O que muda não é o tamanho do mercado, mas o perfil do consumo. Em períodos de aperto, o tutor escolhe melhor onde gasta. E é justamente aí que entram os profissionais mais qualificados.
Onde a qualificação faz diferença nesse cenário
Quando o consumidor precisa fazer escolhas, ele tende a priorizar serviços que percebe como essenciais ou de alta qualidade. Consultas de rotina, vacinação, controle de parasitas e orientação nutricional continuam sendo demandas constantes — especialmente para tutores que já incorporaram o cuidado animal ao orçamento familiar.
O profissional que sai perdendo em períodos de retração é, em geral, aquele que oferece serviços genéricos sem diferenciação. Já quem tem formação técnica sólida e consegue agregar valor — seja pela especialização, pelo atendimento de qualidade ou pelo domínio de técnicas específicas — tende a manter sua carteira de clientes.
Algumas áreas que seguem aquecidas mesmo em cenários de ajuste:
- Saúde preventiva: vacinas, vermifugação e consultas de rotina são priorizadas mesmo em orçamentos apertados.
- Nutrição animal: orientar sobre alimentação natural ou escolha de rações adequadas virou diferencial competitivo.
- Estética e banho e tosa: serviço recorrente que, quando bem executado, gera fidelização independente de crises.
- Comportamento e adestramento: cresce com a urbanização e os desafios de criar pets em apartamentos.

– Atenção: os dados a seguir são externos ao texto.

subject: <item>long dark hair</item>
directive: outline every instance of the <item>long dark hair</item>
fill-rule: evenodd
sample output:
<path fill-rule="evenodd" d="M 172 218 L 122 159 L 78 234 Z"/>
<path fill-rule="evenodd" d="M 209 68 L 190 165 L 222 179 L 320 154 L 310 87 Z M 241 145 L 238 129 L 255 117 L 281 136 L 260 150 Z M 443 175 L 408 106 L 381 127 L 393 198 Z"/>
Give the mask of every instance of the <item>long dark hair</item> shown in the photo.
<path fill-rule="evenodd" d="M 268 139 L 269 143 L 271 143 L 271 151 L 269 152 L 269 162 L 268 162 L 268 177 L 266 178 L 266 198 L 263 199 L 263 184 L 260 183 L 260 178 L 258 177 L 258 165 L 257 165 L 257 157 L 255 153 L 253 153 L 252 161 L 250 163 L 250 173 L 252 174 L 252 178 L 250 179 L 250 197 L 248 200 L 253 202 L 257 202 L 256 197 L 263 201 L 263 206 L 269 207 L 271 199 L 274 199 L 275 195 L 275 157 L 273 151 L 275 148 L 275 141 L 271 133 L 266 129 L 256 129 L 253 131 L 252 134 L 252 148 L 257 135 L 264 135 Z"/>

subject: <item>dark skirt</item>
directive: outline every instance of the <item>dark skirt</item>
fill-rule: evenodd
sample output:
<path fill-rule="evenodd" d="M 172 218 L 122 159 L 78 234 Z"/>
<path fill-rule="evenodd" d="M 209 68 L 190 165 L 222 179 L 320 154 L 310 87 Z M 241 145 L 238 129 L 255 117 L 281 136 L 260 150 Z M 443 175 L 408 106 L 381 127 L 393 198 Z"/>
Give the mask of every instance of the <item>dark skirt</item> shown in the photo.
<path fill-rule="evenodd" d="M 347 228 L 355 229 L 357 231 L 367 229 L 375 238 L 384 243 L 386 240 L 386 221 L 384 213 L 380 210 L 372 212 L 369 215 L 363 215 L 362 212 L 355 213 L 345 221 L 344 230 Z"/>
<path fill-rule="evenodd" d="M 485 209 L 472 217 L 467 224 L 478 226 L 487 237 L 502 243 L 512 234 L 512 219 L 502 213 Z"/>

O perfil do profissional que o mercado vai continuar contratando
A retração de vendas pressiona as margens dos pet shops e clínicas, o que aumenta a exigência por mão de obra mais eficiente e versátil. Um auxiliar veterinário que sabe manejar animais com segurança, entende protocolos básicos de saúde e comunica bem com o tutor vale mais do que alguém contratado sem nenhuma base técnica.
O mesmo vale para quem atua em grooming, recepção clínica ou venda de produtos. Conhecimento técnico aplicado ao atendimento gera confiança — e confiança é o que segura o cliente mesmo quando ele está cortando custos.
Além disso, o mercado tem demandado cada vez mais profissionais que entendam de gestão básica, precificação e relacionamento com clientes. Pequenos negócios pet — que representam a maioria dos estabelecimentos no Brasil — precisam de pessoas que ajudem a sustentar a operação, não só executar tarefas.
Uma retração que pode ser uma oportunidade
Momentos de desaceleração costumam filtrar o mercado. Quem entra bem preparado tende a ocupar o espaço deixado por quem não resistiu à pressão. Para quem está pensando em ingressar no setor pet como profissão — seja como auxiliar veterinário, tosador, recepcionista clínico ou empreendedor — este pode ser exatamente o momento de se qualificar antes da próxima retomada.
O mercado pet brasileiro tem fundamentos sólidos: base de tutores crescente, cultura de cuidado animal em expansão e demanda por serviços especializados que não vai desaparecer. O ciclo de retração de 2025 é, muito provavelmente, um ajuste de rota — não o fim de uma jornada.
Quem chegar qualificado ao próximo ciclo de crescimento vai encontrar um mercado mais seletivo, mais exigente e, justamente por isso, mais disposto a valorizar quem faz bem feito.